LexBridgeAcademy
Sign inEnrol
Legal

Privacy Notice

Last updated: 13 June 2026

This notice explains how LexBridge UK Limited ("LexBridge", "we", "us") collects, uses and protects your personal data when you use LexBridge Academy (the "Service"). We are the data controller for the personal data described in this notice for the purposes of the UK General Data Protection Regulation and the Data Protection Act 2018.

1. Who we are

LexBridge UK Limited is a company incorporated in England & Wales. Contact: privacy@lexbridge.academy.
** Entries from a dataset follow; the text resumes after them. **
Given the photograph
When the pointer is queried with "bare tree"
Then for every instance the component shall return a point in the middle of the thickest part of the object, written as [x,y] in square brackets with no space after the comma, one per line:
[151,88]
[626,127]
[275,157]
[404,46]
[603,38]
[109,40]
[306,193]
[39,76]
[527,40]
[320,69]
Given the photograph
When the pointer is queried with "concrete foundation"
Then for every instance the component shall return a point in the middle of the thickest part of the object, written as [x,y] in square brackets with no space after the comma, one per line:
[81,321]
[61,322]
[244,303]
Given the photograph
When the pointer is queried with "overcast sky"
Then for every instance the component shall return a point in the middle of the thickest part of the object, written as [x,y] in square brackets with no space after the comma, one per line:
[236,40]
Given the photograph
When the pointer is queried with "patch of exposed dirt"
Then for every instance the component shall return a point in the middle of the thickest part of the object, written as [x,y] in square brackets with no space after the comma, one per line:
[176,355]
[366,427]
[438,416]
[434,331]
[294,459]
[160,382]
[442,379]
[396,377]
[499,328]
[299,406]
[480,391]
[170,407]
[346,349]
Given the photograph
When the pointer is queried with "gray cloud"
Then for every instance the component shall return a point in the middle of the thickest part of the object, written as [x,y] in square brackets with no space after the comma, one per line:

2. Personal data we collect

  • Account data — name, email, password (hashed), country of qualification, target sitting date.
  • Learning data — modules generated, lessons completed, practice answers, drafts you submit, study plans.
  • Communications — messages you send to our team or our in-app teaching assistant.
  • Technical data — IP address, browser, device, log and security data.
  • Payment data — handled by our regulated payment processor; we do not store full card numbers.

3. Lawful bases

  • Contract — to provide the Service you signed up for.
  • Legitimate interests — to keep the Service secure, prevent fraud, and improve teaching quality.
  • Consent — for non-essential cookies and optional marketing communications.
  • Legal obligation — for tax, accounting and regulatory record-keeping.

4. How we use your data

  • Provide your account, modules, practice, skills marking and study plan.
  • Communicate with you about the programme and your progress.
  • Maintain security, prevent abuse and respond to incidents.
  • Improve the Service and our teaching materials in aggregate.

5. Sharing

We share personal data only with carefully chosen processors:

  • Cloud hosting and database providers in the UK / EU.
  • Payment processors.
  • Customer support and email delivery providers.
  • Where a firm sponsors your enrolment, your progress data with that firm under a written data-sharing agreement.

We never sell your personal data.

6. International transfers

Where data is transferred outside the UK, we rely on adequacy regulations or the UK International Data Transfer Addendum to the EU Standard Contractual Clauses, with appropriate safeguards.

7. Retention

We keep your account and learning records for as long as your account is active and for up to 6 years after closure to meet our legal, accounting and regulatory obligations, after which we delete or anonymise the data.

8. Your rights

Under UK GDPR you have the right to:

  • Access a copy of your data.
  • Have inaccurate data corrected.
  • Have your data deleted in certain circumstances.
  • Restrict or object to processing.
  • Data portability.
  • Withdraw consent at any time.
  • Lodge a complaint with the UK Information Commissioner's Office (ico.org.uk).

To exercise any of these rights, email privacy@lexbridge.academy.

9. Security

We use industry-standard technical and organisational measures, including encryption in transit, hashed passwords, row-level access controls and UK / EU data residency.

10. Changes

We will post any material changes to this notice here and notify you by email where appropriate.